When people don’t work out their issues “sourness tends to soak into all relationships around them, and it soaks in for generations.”

That’s why, he believes, forgiveness is so important.

But what exactly is it? Some say it’s letting go of anger, but that’s “not as easy as you think,” and it’s often not a one-time process.

In good relationships, there are two components: love and trust. Love tells us who we are. Trust tells us we are safe, and safety is a “big deal” in a relationship.

Hargrave said couples often say, “We don’t love each other anymore,” but he believes they really mean “we don’t trust each other any more.”

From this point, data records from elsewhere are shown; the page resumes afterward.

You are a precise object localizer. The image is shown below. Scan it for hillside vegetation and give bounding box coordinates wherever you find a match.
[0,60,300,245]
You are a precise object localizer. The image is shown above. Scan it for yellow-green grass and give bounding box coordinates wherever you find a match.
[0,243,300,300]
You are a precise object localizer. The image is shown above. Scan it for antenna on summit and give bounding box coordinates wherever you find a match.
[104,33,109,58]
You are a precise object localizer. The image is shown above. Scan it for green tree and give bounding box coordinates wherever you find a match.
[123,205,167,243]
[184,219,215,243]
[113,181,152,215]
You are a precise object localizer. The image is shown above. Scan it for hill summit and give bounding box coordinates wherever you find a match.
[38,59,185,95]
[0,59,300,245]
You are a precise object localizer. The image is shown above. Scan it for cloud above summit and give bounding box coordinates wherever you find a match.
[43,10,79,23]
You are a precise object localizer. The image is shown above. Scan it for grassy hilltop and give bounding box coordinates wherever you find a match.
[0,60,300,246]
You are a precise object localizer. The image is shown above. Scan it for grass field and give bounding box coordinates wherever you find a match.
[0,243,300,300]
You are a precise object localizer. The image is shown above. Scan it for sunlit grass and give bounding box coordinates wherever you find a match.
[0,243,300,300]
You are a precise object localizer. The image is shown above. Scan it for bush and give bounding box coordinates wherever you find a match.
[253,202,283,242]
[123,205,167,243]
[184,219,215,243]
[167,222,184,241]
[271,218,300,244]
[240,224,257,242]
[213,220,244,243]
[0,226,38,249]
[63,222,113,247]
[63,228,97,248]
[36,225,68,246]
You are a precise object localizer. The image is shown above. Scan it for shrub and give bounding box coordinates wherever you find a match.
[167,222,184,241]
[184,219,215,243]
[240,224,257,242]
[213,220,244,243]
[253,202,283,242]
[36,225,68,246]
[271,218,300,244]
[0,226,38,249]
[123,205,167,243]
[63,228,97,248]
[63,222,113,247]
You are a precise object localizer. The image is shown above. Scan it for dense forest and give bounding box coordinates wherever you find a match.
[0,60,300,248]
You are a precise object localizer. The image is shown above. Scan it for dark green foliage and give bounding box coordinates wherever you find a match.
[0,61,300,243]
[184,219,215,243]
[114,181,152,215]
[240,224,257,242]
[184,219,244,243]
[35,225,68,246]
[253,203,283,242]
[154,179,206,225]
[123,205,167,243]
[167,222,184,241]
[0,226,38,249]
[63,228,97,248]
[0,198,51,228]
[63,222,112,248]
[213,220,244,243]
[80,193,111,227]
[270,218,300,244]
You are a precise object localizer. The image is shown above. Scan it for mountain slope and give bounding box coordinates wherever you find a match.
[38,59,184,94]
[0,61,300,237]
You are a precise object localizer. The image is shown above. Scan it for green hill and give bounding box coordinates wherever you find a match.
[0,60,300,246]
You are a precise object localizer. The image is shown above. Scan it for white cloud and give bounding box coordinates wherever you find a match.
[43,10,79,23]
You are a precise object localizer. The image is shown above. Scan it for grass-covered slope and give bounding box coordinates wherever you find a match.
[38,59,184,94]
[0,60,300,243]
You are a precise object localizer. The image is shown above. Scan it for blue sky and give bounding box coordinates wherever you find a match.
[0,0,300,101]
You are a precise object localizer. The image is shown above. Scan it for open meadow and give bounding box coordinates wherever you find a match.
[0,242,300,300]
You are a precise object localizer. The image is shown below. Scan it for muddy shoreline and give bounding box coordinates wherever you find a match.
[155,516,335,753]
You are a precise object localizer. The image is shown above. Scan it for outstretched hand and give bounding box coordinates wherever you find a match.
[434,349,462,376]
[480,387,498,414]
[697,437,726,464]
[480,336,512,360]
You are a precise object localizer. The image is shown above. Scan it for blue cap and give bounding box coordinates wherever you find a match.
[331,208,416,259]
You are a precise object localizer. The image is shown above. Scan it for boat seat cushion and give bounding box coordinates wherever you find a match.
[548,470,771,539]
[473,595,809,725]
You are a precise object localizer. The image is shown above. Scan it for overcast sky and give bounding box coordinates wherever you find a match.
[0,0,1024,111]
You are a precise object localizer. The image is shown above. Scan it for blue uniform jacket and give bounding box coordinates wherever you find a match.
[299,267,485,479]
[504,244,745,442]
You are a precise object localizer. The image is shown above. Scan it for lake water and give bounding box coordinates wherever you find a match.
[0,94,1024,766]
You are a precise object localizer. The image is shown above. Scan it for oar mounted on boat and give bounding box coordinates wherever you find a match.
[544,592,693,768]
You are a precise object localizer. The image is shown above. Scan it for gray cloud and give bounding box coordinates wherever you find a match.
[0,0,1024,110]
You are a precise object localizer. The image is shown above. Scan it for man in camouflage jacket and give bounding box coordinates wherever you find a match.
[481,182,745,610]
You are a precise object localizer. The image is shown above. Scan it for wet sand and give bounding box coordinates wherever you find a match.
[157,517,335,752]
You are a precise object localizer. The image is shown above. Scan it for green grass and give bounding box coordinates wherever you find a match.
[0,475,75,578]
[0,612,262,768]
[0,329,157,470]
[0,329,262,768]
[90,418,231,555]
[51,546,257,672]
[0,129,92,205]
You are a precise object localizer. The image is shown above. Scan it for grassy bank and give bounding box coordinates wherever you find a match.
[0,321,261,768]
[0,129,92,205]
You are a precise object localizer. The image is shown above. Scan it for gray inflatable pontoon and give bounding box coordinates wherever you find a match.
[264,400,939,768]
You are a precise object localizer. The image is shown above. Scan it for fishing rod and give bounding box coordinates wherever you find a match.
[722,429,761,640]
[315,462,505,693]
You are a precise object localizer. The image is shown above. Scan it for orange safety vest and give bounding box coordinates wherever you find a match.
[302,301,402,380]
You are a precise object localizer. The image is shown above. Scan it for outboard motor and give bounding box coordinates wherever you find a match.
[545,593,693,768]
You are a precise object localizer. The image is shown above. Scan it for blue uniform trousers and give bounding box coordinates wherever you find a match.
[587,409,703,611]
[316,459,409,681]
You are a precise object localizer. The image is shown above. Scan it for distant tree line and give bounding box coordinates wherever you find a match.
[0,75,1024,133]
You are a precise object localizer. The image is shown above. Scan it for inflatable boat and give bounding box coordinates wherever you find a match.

Relationships need to be fair in order to work. That means “what I give to my wife I can expect she will give back to me. When we live in a balanced way, we build up resources of trustworthiness. I give because I trust she will give the same thing to me.”

When one side gives and the other doesn’t, feelings of anger and resentment emerge on the part of the giver. And the ones who “don’t do squat?” They often have feelings of guilt and self-loathing. “They hate themselves. Often they lie and make excuses. They withdraw, or they become threatening.”

A relationship has to be open, he said, adding, “that’s why affairs are always so devastating.” He stressed, “Love and trust in families are the twin pillars. If you have both, then there is a good situation.”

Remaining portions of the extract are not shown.